7 Procurious Influencers Who Are Smashing Modern Slavery
Not all heroes wear capes! But surely there are few people more deserving of a superhero’s recognition than the procurement pros fighting against modern slavery day in, day out….?
Last week, a heavy-hitting list of 100 modern-day abolitionists was splashed across social media following the 2018 Annual UK Top 100 Corporate Modern Slavery Influencers’ Index Recognition Dinner in London – and the team at Procurious was delighted to see at least seven Procurious members featured in the Index.
Developed by BRE and Sustain Worldwide, the #Top100Index recognises individuals from all business sectors, media and academia who are influential leaders in raising awareness to end modern slavery and labour exploitation; those who advocate for robust ethical sourcing and human rights recognition and practices in UK direct business operations and global supply chains.
The Index was based on a combination of influence on social media (as measured by Klout scores) and advocacy – policy impact, speaking and media engagements – in public life, aggregated via a proprietary algorithm and verified by an independent panel.
Influence is the key word here. While only a few of the Top 100 would be physically involved in busting modern-day slavery at the coalface, this group is arguably making a greater impact through addressing the source of the problem by raising public awareness and getting cut-through with he decision-makers in government and business who can really make a difference.
Procurement and supply management is well-represented in the Top 100, even though the scope of the award went well beyond this profession. This proves, once again, that any efforts to eradicate modern slavery must involve – and often be spearheaded by – procurement and supply professionals.
Who are the Procurious members in the #Top100Index?
Congratulations to the following members of our online community.
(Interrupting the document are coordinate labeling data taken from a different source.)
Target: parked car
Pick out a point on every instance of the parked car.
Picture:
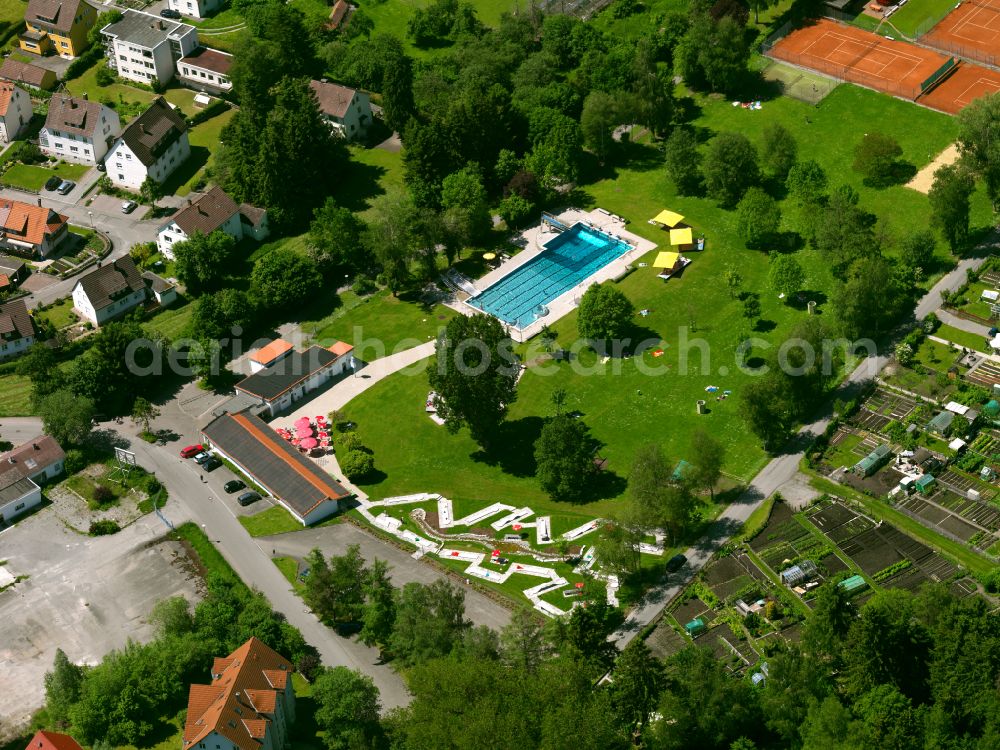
(676, 563)
(248, 497)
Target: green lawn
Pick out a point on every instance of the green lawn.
(962, 338)
(918, 16)
(15, 395)
(173, 321)
(31, 177)
(274, 520)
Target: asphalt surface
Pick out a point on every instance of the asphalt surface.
(779, 471)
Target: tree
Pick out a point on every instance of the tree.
(605, 313)
(143, 413)
(202, 262)
(785, 275)
(638, 682)
(683, 160)
(950, 198)
(379, 613)
(284, 278)
(564, 454)
(66, 416)
(780, 150)
(758, 217)
(430, 621)
(474, 377)
(347, 708)
(601, 114)
(62, 687)
(875, 158)
(335, 240)
(978, 144)
(707, 457)
(730, 168)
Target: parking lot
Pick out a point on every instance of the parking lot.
(85, 595)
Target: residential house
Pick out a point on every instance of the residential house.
(348, 111)
(287, 380)
(293, 480)
(78, 130)
(40, 459)
(153, 145)
(27, 74)
(52, 741)
(12, 272)
(109, 291)
(17, 330)
(161, 290)
(145, 48)
(206, 70)
(269, 355)
(249, 705)
(213, 211)
(58, 26)
(195, 8)
(15, 111)
(31, 231)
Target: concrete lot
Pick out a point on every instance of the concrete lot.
(85, 595)
(403, 569)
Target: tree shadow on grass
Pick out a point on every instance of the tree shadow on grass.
(514, 448)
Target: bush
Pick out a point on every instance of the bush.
(104, 528)
(357, 464)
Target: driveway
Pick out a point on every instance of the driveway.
(84, 595)
(403, 569)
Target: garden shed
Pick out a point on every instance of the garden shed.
(800, 573)
(871, 463)
(852, 584)
(696, 627)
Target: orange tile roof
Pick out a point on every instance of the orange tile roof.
(28, 223)
(242, 699)
(52, 741)
(267, 354)
(341, 347)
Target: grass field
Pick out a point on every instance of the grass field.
(31, 177)
(274, 520)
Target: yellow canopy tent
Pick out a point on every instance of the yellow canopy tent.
(681, 236)
(668, 218)
(666, 260)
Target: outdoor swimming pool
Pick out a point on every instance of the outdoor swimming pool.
(568, 258)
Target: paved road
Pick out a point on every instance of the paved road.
(772, 477)
(203, 503)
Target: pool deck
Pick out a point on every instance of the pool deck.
(534, 240)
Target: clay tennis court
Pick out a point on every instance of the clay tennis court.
(971, 30)
(968, 82)
(852, 54)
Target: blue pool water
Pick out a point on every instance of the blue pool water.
(567, 260)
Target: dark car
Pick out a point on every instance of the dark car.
(676, 563)
(248, 497)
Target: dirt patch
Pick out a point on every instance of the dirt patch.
(923, 179)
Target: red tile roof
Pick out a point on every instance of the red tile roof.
(234, 705)
(52, 741)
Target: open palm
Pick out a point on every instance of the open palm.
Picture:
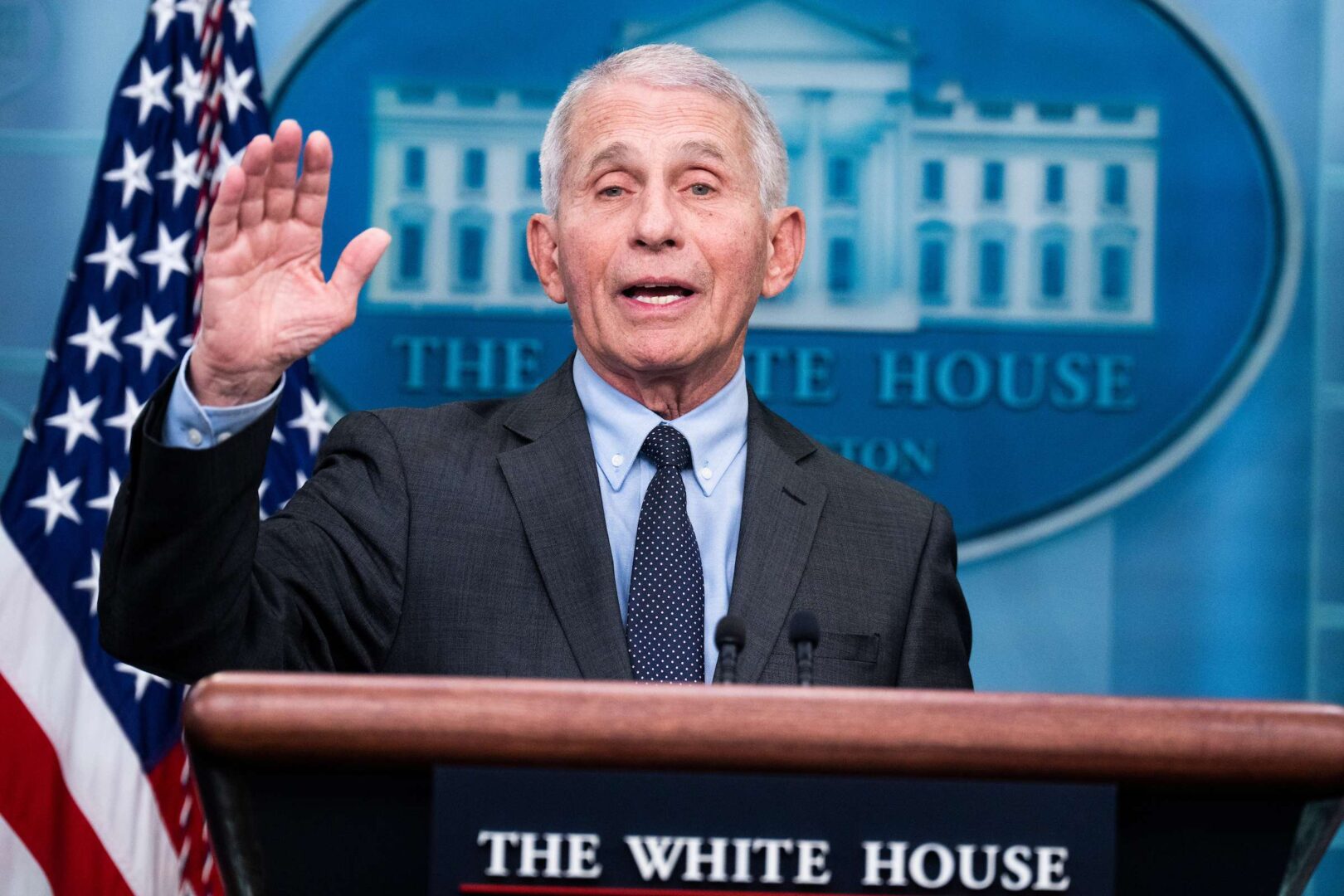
(266, 303)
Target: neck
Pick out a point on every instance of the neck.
(670, 394)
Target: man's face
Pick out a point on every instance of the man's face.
(660, 245)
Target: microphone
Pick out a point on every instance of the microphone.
(728, 637)
(804, 635)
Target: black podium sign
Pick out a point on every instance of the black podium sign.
(538, 832)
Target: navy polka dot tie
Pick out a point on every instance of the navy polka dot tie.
(665, 617)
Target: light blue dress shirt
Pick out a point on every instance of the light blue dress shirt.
(617, 425)
(191, 425)
(718, 434)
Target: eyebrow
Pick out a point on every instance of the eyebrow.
(615, 152)
(620, 151)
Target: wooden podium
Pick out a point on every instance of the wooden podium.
(323, 783)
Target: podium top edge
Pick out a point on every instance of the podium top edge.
(420, 720)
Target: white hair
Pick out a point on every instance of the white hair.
(670, 66)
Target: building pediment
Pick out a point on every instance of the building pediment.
(776, 28)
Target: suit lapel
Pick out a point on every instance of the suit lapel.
(780, 511)
(553, 480)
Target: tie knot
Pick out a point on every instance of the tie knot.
(667, 448)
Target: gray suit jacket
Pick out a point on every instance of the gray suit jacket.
(468, 539)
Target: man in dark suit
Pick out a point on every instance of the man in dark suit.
(597, 527)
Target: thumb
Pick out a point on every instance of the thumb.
(358, 261)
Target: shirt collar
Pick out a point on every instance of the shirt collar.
(619, 425)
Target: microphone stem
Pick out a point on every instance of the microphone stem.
(806, 664)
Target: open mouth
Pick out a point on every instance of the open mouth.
(652, 293)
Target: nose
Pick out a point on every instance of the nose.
(656, 222)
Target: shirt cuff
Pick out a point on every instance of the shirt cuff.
(192, 426)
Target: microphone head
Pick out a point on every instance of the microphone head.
(732, 631)
(804, 627)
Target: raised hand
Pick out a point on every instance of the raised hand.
(265, 301)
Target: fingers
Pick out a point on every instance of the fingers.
(311, 199)
(223, 217)
(284, 168)
(256, 164)
(358, 262)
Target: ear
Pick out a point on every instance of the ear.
(788, 236)
(543, 249)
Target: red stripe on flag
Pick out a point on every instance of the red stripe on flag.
(41, 811)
Connect with these highly influential professionals here on Procurious by following the links below.
- Andrew Wallis OBE of UnSeenUK
- Andy Davies of Greater London Authority (GLA) Group
- Dax Lovegrove of Swarovski
- Katie Jacobs of Supply Management
- Professor Jacqueline Glass of Loughborough University
- Rob Knott of Virtualstock
- Olinga Ta’eed, Entrepreneur
More from Olinga Ta’eed on Procurious:
- Big Ideas for helping your CEO understand social value
- Turning procurement professionals into agents of change
In other news this week:
Deadline Passes with no renegotiated NAFTA
- Parties to the NAFTA renegotiations have failed to reach a deal before the Congressional deadline of May 17 passed last week.
- The deadline was in place due to the upcoming Mexican presidential election, which may introduce a new set of variables depending on the winner’s stance on trade.
- US House Speaker Paul Ryan has said Congress is willing to vote on a deal within a few weeks, but commentators predict the negotiations are likely to drag on into next year.
Read more: https://www.supplychaindive.com/news/NAFTA-May-17-deadline-talks-extend/523811/
Gig economy in the spotlight
- New research has revealed the explosive growth of the gig economy in the UK since 2010, with ‘non-employer businesses’ (businesses that only hire on a gig-by-gig basis) growing by 8,431% in the transportation and storage sector, and 1,464% in the accommodation and food service sector.
- The number of self-employed people in the UK has risen by 41% since 2001, with 15% of the UK labour force classed as self-employed last year. The private sector has seen a 25% increase in non-employer businesses since 2010.
- Recommendations from the Taylor Review of the gig economy include ensuring a balance between worker’s rights and those that are self-employed, sectoral strategies to ensure people do not face insecurity, and stronger incentives for firms to treat “dependent contractors” fairly.
Read more: https://www.premierline.co.uk/knowledge-centre/the-gig-economy.html
US-China Trade War “On Hold”
- China and the US have agreed to drop tariff threats while working on a wider trade agreement, according to US Treasury Secretary Steven Mnuchin.
- Washington has demanded that China narrows the $US335 billion annual US goods and services trade deficit and has proposed tariffs of $US50 billion on Chinese goods. China responded with its own measures targeting US agriculture.
- The two economies have reportedly agreed to set up a framework for addressing trade imbalances in the future.